The result of the Brexit referendum shattered that constitutional settlement. Referenda have of course happened before, but from the 1975 referendum onward, the results have always aligned with what might be termed “the will of parliament” – in short, had they been voted on in parliament, the result would have been same. That is why the crisis precipitated by the 2016 Brexit referendum is so profound.

The electorate chose – albeit narrowly – a course of action opposed by all the major parties and a large majority of MPs. It seems David Cameron’s decision to use a non-parliamentary means (a referendum) to solve a parliamentary problem (a divided Conservative party) unwittingly created a new kind of politics, where a single issue – and not necessarily the one voters care most about – brought down a prime minister and realigned politics around a policy that the majority of MPs opposed during the referendum campaign.

Normal politics is on hold, and will remain on hold until Brexit is determined. Much of the Brexit process involves a further extension of executive power, only recently and weakly checked by parliament. What remains unclear is when and whether normal parliamentary politics will be resumed. Both major parties have become more beholden to their more extreme wings; the much-vaunted “centre ground” of politics is depopulated, and the machinery of government is overheating as it struggles to shape a Brexit deal and plan for a future outside the EU.

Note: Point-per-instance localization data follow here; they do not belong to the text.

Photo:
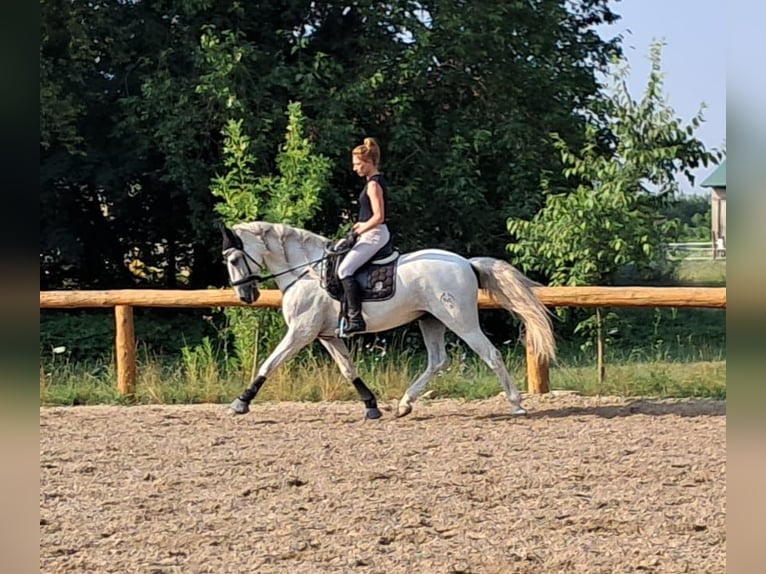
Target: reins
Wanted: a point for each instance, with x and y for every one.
(259, 278)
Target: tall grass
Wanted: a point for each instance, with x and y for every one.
(203, 374)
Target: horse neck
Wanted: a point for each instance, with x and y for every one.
(283, 253)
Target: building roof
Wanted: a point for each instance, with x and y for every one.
(717, 178)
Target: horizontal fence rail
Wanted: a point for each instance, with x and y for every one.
(123, 301)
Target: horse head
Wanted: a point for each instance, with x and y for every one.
(242, 276)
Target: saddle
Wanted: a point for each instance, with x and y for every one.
(377, 277)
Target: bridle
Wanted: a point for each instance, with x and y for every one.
(257, 277)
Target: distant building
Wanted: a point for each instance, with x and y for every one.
(717, 182)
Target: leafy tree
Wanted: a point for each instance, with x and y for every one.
(625, 170)
(291, 196)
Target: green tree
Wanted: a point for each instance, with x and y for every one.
(625, 170)
(291, 196)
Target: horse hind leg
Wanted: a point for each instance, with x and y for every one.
(339, 352)
(433, 336)
(491, 356)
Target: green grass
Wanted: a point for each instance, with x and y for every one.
(199, 377)
(701, 273)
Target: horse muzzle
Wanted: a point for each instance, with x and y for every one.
(248, 293)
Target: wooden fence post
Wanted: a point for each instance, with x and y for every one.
(125, 344)
(538, 378)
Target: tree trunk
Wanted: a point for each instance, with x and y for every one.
(600, 348)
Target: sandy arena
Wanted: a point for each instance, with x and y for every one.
(578, 485)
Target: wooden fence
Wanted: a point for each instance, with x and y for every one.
(124, 300)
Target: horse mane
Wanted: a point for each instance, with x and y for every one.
(284, 236)
(281, 231)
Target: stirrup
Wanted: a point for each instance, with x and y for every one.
(344, 332)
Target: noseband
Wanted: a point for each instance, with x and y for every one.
(251, 277)
(256, 277)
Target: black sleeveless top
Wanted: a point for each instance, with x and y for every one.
(365, 207)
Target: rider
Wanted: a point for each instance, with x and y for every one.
(370, 232)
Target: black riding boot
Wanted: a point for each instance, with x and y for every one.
(353, 293)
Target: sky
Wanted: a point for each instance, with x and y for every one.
(693, 61)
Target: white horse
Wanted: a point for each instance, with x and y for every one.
(436, 287)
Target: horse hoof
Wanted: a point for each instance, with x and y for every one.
(239, 407)
(403, 411)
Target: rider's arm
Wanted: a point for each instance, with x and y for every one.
(375, 193)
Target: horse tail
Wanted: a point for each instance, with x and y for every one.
(513, 290)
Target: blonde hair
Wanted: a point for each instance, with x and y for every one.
(368, 151)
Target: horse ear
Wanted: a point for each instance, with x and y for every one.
(230, 239)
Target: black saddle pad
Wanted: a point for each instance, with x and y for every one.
(378, 280)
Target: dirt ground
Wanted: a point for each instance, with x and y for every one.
(579, 485)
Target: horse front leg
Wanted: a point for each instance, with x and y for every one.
(339, 352)
(433, 332)
(291, 343)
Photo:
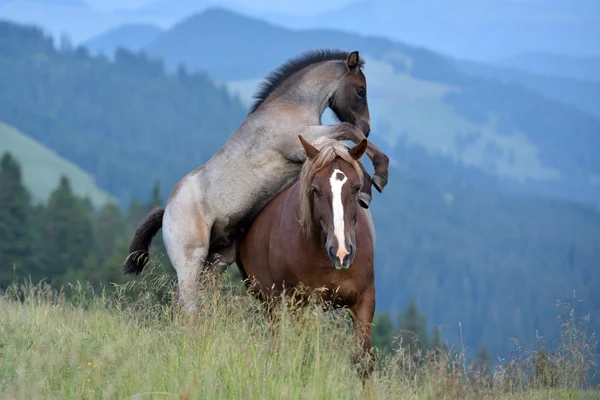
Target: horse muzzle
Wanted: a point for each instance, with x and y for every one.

But deeper than that, it’s time to seriously consider the possibility that the UK nor the US will never return to their old constitutional equilibria. Both now have to adapt to a more sharply divided politics, a populism that finds its expression in social media rather than formal political action, and a style of leadership where old assumptions about collective or cabinet responsibility have given way to immediate and public dissent. Political trust, a hard earned currency at the best of times, is now dangerously devalued.

It may yet be that the US’s legislature, judiciary and traditional media will present a public indictment of Donald Trump so severe that he leaves office. It may yet be that Theresa May can unite the country and parliament around a consensual Brexit deal. But more likely, for better or worse, the strange forces at work will continue to erode the foundations on which British and American politics are built.